Do you consider yourself a patient person?
Of course we would all like to think we are patient, as we are taught that this is a virtue. Well, consider for a moment that to be a good distance runner, patience is more than a virtue, it is a necessity.
To be able to train for months and months (or years) for a particular goal, all the while keeping focus on what you are working toward, takes patience. It’s not like we are playing football or basketball here, where we get to face the competition every week and satisfy our competitive urge. In running, we need to learn to just put our head down and go, and go, and go, until the right time comes.
Let’s now look at the racing scenario… You might be running a 10km, a half marathon, a marathon or something bigger. No matter the distance, you have to pace yourself, you have to slowly work your way through the course and not be tempted to race off after those ahead of you or those who may be passing you. Patience is the leash you wear to stop you blowing up or hurting yourself. Properly managed, patience (in conjunction with your training of course) is what will see you cross the line in your best possible time and in the best possible condition.
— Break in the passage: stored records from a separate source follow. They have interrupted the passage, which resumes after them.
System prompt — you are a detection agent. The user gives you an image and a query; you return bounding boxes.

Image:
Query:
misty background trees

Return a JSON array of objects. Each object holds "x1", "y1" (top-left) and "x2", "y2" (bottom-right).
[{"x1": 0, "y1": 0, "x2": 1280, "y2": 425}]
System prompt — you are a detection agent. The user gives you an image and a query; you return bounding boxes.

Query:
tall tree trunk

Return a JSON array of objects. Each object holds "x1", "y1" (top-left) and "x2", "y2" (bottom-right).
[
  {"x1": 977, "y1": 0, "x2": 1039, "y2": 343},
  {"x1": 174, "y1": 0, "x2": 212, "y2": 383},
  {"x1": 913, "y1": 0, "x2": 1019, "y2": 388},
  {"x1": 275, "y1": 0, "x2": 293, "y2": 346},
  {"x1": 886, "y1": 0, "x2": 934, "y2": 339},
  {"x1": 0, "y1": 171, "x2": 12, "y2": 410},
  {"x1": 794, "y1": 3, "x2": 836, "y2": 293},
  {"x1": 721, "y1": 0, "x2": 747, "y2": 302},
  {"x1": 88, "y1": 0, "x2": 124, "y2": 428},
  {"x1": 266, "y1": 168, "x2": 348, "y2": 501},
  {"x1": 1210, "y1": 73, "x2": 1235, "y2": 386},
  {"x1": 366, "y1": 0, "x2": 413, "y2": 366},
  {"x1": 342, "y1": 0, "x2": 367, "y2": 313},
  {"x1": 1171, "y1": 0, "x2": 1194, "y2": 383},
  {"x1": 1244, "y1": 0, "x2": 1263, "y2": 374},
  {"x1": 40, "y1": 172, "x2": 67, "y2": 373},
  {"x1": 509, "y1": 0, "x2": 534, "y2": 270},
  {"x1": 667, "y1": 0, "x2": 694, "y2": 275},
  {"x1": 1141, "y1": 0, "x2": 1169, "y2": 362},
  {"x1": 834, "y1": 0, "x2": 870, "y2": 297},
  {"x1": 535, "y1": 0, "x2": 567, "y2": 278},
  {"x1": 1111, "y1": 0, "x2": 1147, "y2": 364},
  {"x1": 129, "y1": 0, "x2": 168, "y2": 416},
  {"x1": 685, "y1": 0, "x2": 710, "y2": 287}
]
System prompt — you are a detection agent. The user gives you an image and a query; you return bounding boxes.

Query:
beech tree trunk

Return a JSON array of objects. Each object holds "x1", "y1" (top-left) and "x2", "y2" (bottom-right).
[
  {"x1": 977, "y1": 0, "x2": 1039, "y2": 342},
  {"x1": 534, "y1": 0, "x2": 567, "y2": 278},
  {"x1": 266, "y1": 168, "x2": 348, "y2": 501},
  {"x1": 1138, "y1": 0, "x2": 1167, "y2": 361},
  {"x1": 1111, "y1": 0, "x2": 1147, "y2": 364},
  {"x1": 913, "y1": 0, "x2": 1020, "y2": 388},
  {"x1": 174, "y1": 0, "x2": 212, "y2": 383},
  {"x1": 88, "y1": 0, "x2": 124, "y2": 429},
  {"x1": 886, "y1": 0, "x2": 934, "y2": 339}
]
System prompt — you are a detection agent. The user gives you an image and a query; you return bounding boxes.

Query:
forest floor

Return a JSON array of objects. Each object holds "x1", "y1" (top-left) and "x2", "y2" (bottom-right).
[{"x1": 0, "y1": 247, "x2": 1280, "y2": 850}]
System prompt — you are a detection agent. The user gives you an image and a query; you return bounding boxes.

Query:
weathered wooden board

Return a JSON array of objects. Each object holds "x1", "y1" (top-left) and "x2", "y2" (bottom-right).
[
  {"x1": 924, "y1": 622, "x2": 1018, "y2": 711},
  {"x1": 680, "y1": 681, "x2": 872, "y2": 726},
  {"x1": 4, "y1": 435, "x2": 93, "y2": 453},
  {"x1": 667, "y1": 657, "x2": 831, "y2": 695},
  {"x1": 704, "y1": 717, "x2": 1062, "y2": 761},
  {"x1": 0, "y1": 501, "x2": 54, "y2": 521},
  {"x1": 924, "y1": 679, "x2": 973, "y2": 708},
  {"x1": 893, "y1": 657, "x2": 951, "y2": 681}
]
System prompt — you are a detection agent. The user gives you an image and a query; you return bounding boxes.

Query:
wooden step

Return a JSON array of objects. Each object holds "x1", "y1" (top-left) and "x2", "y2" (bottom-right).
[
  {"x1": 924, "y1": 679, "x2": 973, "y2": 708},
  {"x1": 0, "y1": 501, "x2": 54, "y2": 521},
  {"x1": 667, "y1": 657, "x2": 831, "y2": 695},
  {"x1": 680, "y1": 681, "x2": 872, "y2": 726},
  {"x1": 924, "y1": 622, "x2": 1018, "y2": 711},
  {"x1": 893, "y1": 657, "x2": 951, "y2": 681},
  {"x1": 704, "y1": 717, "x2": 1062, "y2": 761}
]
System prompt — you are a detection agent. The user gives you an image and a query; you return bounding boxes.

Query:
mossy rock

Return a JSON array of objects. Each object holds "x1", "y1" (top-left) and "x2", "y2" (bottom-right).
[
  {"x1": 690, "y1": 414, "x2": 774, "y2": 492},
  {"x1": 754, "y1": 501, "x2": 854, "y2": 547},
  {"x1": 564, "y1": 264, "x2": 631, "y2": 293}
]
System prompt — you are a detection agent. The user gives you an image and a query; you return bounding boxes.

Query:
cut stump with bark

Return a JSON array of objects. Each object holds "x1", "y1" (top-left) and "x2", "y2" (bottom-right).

Racing can be very much like a game of chess; at times you have to make the choice to sacrifice the urge to go for it, and to calmly wait for the right moment to make your move.
When looking at the long range view of your running career, if you’ve been doing this for a while, you will no doubt agree that it was the work you did for those years that have come and gone, that have put you in the position you are in now. You have a confidence and a knowledge of your body and what it can do. If you are new to running, you may be tempted to throw yourself at some huge challenges now or expect a lot from your body straight away, rather than wait until you have “matured” into the sport. We’ve probably all been picked off not far from a finish line by someone more “mature” than us.
From a practical perspective, patience in running can be applied by directing your attention more intentionally. I’d suggest that when you run, don’t spend all your mental energy thinking about the finish line or how far away it is, instead regularly but not constantly, direct your mind to the moment you are in. What is your body feeling like right now? Can you adjust your stride rate, your posture or your arm movement for example to improve the efficiency of how you are moving? Do you need to slow down or have you been taking it too easy and can up the pace? How is your mental state? Are you smiling or frowning? Have you been enjoying your surroundings or spending the whole time in your head? If you are feeling pain, what can you do physically to reduce the load on that part of your body and what can you do mentally to move the pain out of your central focus. All of this helps to manage your state in the moment, so that you can continue to patiently run YOUR race and not push yourself beyond what you can handle.
I’m not sure if being patient is something we can decide to do, I think it must be practiced and honed over time. Patience as an athlete means being focused on the process more than the outcome. If you focus on the goal, the end result, there is a temptation to rush forward or to take shortcuts. This of course is a path fraught with danger. Focusing on what you need to do right now, what you need to do every single day, so that you consistently move toward that goal is what will make the goal a reality. This is the essence of being patient. Doing the right thing at the right time.